But at least fish farming takes the pressure off wild fisheries, right? Not so fast. Farmed carnivorous fish like salmon, redfish and even shrimp require many times their own weight in fish feed, which has to be wild-caught in the ocean. So the net result of that farmed fish may actually represent a double whammy of environmental impact.
For The Future, Lessons From The Past
Strolling along certain stretches of Hawaii’s coast, you’ll notice huge, perfectly shaped ponds along the shorelines. These were fish farms developed 2,000 years ago, shortly after Hawaiians arrived in the islands. But there was nothing primitive about them - they were actually far more “advanced” than many of today’s commercial aquaculture operations. The ponds employed an ingenious system of gates to keep the water fresh as tides changed; they operated on a scale that wouldn’t overwhelm the local environment with waste; and maintenance was even more convenient than with today’s offshore enclosures. And perhaps most important, by raising a native, local species of fish (the prized Moi) these farms eliminated any risk to wild fish populations in the event of an escape.
This model of a native product produced and consumed locally is an especially valuable lesson for modern aquaculture. Of course, there was no alternative centuries ago in an age where the extent of globalization was a small expedition in an outrigger canoe, but it still makes sense today from an economic and sustainability standpoint. Where a farmed fish ultimately ends up is obviously part of the “green” equation, and raising locally consumed species makes good economic sense while reducing the energy footprint of the product.
For another, even older model of sustainable fish farming that endures today we can look to the Far East. Chinese aquaculture has been around since roughly 2000 BC, twice as long as the Hawaiian farms. Traditional Chinese operations are simple in principle, yet they can be vast in scale and remarkably advanced, like those that combine fish farms with agricultural lands to create a self-sufficient cycle that feeds the fish and in turn, cleans the water. But one of the biggest advantages of the traditional Chinese aquaculture approach is the use of herbivorous (or omnivorous) fish that thrive on a plant-based diet, since removing the need for wild-caught fish feed is a huge sustainability advantage for a fish farm. And many such species can thrive in either a saltwater or freshwater environment, making inland locations and maintenance far more flexible. Shellfish that require no food beyond the nutrients they naturally filter from the water are another amazingly sustainable seafood that the Chinese have cultivated for generations.

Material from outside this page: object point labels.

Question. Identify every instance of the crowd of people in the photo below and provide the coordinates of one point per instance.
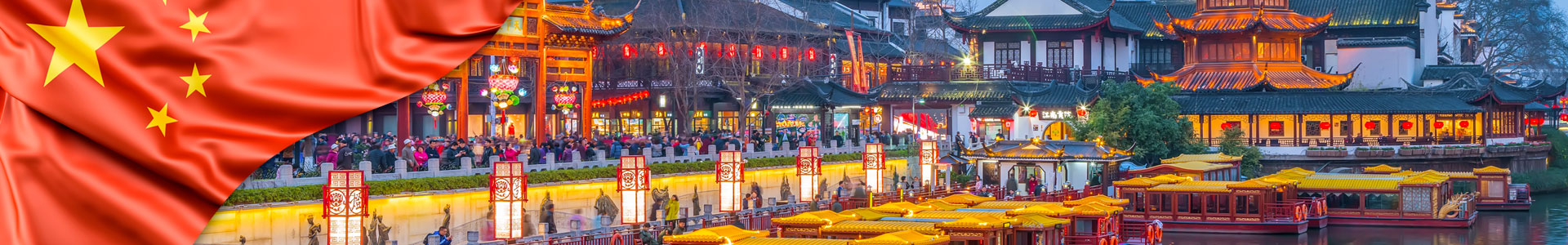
(385, 149)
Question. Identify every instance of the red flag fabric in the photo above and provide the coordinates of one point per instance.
(132, 122)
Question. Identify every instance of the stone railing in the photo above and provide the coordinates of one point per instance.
(549, 163)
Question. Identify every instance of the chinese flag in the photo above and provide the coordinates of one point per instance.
(131, 122)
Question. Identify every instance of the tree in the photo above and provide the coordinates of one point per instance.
(1517, 35)
(1138, 118)
(1232, 145)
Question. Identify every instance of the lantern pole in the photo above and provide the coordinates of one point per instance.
(808, 167)
(509, 185)
(632, 178)
(872, 161)
(345, 204)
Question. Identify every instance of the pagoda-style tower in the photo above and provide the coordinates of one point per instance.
(1245, 46)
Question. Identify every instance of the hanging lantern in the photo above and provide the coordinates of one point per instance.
(345, 204)
(808, 165)
(509, 192)
(872, 163)
(731, 172)
(634, 180)
(929, 154)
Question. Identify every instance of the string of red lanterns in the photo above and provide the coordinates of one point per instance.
(620, 100)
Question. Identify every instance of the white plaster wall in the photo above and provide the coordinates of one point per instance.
(1380, 66)
(987, 52)
(1034, 8)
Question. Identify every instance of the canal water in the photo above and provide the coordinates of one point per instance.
(1547, 222)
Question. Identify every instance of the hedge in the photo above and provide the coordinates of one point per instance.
(457, 183)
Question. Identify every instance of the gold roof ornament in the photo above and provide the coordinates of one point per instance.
(966, 198)
(902, 238)
(883, 226)
(720, 234)
(1097, 198)
(816, 219)
(1201, 158)
(1051, 209)
(867, 214)
(982, 222)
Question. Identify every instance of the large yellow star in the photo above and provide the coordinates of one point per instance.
(160, 118)
(198, 24)
(195, 81)
(76, 44)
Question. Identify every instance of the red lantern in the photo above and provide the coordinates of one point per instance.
(345, 204)
(808, 165)
(509, 192)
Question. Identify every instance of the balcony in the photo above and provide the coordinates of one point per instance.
(1015, 73)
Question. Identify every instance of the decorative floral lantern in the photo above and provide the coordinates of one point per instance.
(509, 192)
(929, 154)
(632, 178)
(808, 167)
(344, 203)
(729, 173)
(872, 163)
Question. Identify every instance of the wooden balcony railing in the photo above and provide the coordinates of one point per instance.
(1019, 73)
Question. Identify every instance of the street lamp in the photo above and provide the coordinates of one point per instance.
(632, 178)
(872, 161)
(509, 192)
(344, 204)
(929, 154)
(731, 172)
(808, 165)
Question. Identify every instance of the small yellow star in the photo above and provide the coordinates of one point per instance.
(196, 24)
(76, 44)
(160, 118)
(195, 81)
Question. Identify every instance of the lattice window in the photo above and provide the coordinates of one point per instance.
(1416, 200)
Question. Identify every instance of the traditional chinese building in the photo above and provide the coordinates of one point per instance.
(543, 60)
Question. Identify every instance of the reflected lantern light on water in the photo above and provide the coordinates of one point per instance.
(872, 163)
(509, 192)
(929, 156)
(632, 178)
(808, 165)
(345, 204)
(729, 173)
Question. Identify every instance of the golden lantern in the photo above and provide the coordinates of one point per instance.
(808, 165)
(509, 192)
(872, 161)
(729, 173)
(929, 156)
(344, 203)
(632, 180)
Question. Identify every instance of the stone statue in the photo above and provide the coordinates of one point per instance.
(784, 192)
(659, 198)
(548, 217)
(313, 231)
(604, 207)
(376, 233)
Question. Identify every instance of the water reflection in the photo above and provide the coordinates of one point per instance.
(1547, 222)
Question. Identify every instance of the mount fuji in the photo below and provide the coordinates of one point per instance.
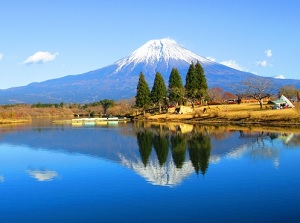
(119, 80)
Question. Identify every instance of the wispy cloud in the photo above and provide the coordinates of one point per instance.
(233, 64)
(268, 53)
(279, 77)
(262, 63)
(40, 57)
(211, 58)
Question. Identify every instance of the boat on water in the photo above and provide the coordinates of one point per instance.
(92, 121)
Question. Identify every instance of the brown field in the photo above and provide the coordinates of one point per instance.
(242, 113)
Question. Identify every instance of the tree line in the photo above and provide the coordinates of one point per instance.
(195, 88)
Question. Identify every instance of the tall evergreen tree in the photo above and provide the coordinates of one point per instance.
(159, 90)
(175, 88)
(203, 88)
(196, 85)
(191, 85)
(142, 98)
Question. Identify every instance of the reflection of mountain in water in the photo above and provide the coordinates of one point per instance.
(43, 175)
(163, 153)
(166, 175)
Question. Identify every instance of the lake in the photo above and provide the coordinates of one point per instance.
(147, 172)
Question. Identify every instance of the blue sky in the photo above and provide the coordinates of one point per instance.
(41, 40)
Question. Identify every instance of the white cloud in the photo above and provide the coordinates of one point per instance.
(211, 58)
(262, 63)
(40, 57)
(268, 53)
(43, 175)
(233, 64)
(280, 77)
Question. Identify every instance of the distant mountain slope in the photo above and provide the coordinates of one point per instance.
(119, 80)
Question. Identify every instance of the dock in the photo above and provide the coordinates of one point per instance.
(92, 121)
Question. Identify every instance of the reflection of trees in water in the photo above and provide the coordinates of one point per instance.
(161, 147)
(258, 146)
(199, 147)
(196, 140)
(144, 139)
(178, 148)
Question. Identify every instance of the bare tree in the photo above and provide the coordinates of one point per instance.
(257, 88)
(289, 91)
(215, 94)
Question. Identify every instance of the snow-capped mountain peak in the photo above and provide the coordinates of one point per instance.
(161, 50)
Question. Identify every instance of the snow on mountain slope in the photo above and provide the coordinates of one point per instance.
(156, 51)
(119, 80)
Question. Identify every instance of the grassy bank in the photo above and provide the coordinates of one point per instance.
(237, 114)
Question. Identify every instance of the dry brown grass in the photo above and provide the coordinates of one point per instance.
(236, 113)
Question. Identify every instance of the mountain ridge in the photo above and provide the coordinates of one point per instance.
(119, 80)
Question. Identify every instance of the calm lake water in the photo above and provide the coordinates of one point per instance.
(138, 172)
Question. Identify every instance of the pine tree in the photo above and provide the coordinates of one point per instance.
(196, 84)
(159, 90)
(175, 88)
(143, 93)
(202, 83)
(191, 83)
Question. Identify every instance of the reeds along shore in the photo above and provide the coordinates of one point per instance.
(243, 113)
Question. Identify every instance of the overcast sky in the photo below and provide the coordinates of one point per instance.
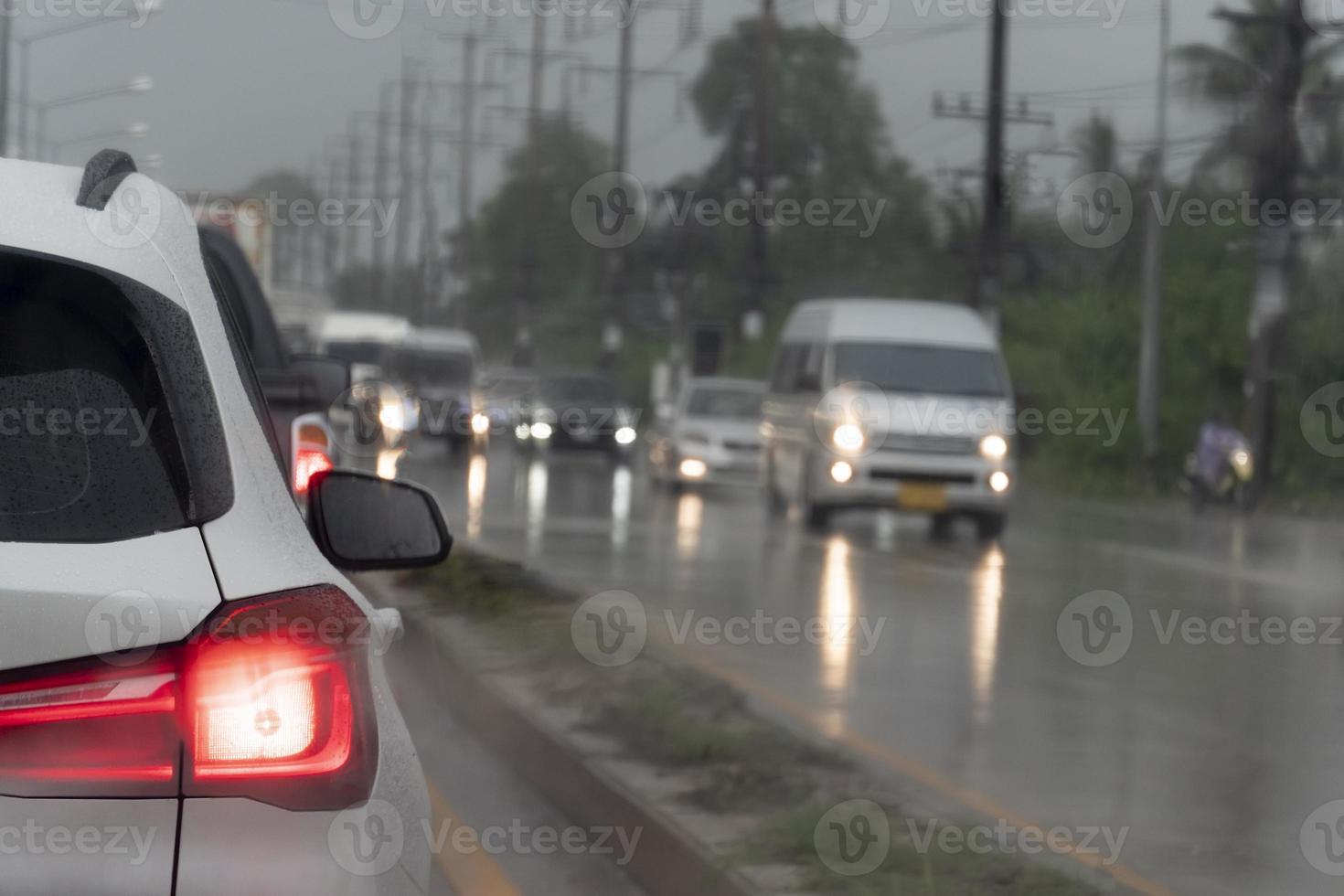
(246, 86)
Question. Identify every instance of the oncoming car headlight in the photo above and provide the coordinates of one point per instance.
(1243, 465)
(994, 448)
(848, 437)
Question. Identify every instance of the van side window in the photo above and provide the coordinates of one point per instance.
(809, 372)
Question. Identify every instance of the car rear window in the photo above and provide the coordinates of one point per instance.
(108, 423)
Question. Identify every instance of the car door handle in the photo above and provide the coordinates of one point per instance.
(389, 627)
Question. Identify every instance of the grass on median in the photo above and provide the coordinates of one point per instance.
(682, 719)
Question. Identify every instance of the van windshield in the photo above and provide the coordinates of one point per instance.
(925, 369)
(355, 352)
(436, 368)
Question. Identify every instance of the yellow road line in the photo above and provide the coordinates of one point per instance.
(471, 873)
(912, 767)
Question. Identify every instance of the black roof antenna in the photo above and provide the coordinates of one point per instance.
(102, 175)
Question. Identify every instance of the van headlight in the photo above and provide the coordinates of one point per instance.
(994, 448)
(1243, 465)
(848, 437)
(392, 415)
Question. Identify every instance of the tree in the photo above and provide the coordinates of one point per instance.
(1260, 80)
(829, 143)
(523, 240)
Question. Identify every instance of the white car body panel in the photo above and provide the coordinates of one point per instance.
(66, 601)
(260, 546)
(86, 847)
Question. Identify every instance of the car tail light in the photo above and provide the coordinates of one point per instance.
(308, 463)
(91, 730)
(269, 700)
(311, 454)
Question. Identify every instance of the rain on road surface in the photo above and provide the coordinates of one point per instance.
(1211, 755)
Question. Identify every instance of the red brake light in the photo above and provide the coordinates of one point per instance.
(268, 700)
(277, 703)
(308, 463)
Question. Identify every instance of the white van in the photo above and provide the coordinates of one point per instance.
(884, 403)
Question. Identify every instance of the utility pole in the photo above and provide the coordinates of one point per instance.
(5, 42)
(382, 159)
(987, 289)
(526, 311)
(400, 249)
(352, 186)
(752, 317)
(465, 172)
(1149, 340)
(1278, 157)
(613, 331)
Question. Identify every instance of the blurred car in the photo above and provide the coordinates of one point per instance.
(382, 410)
(504, 395)
(300, 389)
(440, 367)
(898, 404)
(180, 653)
(709, 434)
(577, 411)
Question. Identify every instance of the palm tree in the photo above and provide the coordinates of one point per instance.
(1266, 80)
(1240, 80)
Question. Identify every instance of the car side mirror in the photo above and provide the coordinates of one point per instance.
(363, 523)
(328, 378)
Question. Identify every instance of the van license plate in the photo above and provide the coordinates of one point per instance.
(923, 496)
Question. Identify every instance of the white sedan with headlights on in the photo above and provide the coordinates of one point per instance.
(709, 434)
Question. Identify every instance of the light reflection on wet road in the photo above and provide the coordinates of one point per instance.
(1212, 755)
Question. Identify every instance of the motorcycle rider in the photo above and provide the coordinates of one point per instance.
(1218, 438)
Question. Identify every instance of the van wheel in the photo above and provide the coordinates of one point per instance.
(991, 526)
(815, 516)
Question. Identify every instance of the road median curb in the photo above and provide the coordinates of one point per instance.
(668, 863)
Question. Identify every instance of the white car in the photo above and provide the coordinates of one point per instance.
(192, 698)
(883, 403)
(709, 434)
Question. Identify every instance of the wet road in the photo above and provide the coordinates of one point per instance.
(1212, 752)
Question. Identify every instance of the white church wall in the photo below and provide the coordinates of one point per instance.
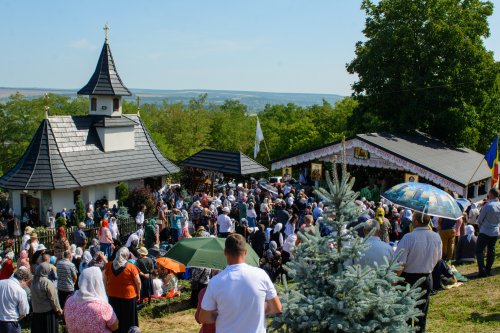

But will a modern consumer with western tastes go for exotic fish that can be raised in these traditional systems? Actually, many of the fish are already well-known options: trout, tilapia, and catfish are all popular seafood choices, and they can all thrive with a variety of water and food sources. Additionally, when it comes to introducing other lesser-known fish to consumers, local restaurants and seafood suppliers can have a huge influence - just because diners enjoy familiar fish like salmon doesn’t mean they wouldn’t try another locally supplied, sustainable alternative.
Even using historically successful models of sustainable fish farming, aquaculture alone won’t solve the world’s food supply issues. These techniques won’t work everywhere, and even the best fish farms still face important challenges like pollution control. But as the world’s appetite grows, sensible and sustainable aquaculture based on the lessons of the past can play a critical role in feeding a growing world.